Garlic dilled chicken mirage
4 Servings
Ingredients
Quantity | Ingredient | |
---|---|---|
4 | Boneless, skinless chicken | |
Breast halves, cut in bite | ||
Size pieces | ||
2 | tablespoons | Olive oil |
¾ | cup | Diced onion |
10 | Garlic cloves, minced | |
1 | Can (16 oz) chicken broth | |
3 | cups | Fresh broccoli, chopped |
3 | Carrots, peeled and cut into | |
Thin strips | ||
6 | Mushrooms, chopped | |
⅓ | cup | Marinated sun-dried tomatoes |
Drained and chopped | ||
2 | teaspoons | Dried dill |
1 | teaspoon | Dried parsley |
1 | teaspoon | Pepper |
1½ | tablespoon | Cornstarch, dissolved in |
1/4 cup cold water | ||
Cooked wide egg noodles |
Directions
In large saucepan, place olive oil and heat over medium-high temperature.
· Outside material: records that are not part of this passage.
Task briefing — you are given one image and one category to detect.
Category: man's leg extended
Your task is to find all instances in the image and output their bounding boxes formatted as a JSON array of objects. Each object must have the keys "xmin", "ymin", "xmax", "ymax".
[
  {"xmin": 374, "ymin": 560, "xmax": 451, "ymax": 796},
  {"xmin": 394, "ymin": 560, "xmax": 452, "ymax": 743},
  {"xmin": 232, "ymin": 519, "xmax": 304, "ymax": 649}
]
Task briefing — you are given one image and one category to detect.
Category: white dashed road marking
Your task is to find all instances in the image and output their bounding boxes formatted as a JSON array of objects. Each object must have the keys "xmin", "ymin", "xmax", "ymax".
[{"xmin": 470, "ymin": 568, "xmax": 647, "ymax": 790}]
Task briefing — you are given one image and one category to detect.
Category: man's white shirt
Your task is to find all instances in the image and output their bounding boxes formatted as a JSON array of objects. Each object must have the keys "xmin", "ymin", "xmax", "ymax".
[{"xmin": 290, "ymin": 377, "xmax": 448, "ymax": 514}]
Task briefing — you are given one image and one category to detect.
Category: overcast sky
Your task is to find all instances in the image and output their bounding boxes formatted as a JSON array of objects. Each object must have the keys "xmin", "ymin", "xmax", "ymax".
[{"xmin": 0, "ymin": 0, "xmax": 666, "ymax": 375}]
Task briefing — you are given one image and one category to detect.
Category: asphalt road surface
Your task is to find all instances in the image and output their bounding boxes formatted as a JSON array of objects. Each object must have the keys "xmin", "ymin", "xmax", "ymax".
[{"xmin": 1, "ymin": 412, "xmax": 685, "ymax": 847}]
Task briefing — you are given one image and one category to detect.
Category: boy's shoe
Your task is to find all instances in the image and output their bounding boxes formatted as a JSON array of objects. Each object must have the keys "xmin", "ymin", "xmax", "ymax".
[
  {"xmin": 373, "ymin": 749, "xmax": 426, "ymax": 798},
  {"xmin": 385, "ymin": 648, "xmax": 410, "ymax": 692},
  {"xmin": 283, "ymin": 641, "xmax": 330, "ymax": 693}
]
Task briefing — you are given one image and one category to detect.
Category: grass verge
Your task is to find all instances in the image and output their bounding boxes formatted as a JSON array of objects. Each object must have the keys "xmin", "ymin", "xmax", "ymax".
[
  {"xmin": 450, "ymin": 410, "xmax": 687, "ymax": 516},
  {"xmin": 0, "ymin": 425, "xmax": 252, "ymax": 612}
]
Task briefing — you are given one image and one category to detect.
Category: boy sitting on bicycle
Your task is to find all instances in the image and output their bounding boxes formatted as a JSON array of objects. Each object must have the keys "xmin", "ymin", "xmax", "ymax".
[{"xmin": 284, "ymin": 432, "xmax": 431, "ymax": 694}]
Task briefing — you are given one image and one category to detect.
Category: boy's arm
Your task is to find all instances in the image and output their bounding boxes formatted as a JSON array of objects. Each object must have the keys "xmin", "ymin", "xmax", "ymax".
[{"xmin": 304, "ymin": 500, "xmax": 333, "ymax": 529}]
Add chicken and onion and stir-fry until chicken is cooked through, about 5 minutes. Stir in garlic; then add chicken broth, broccoli, carrots, mushrooms, sun-dried tomatoes, dill, parsley and pepper. Cover and cook about 5 minutes more or until vegetables are tender crisp. Add cornstarch and cook, uncovered, until slightly thickened, about 2 minutes more. Place noodles on serving dish and arrange chicken mixture over top.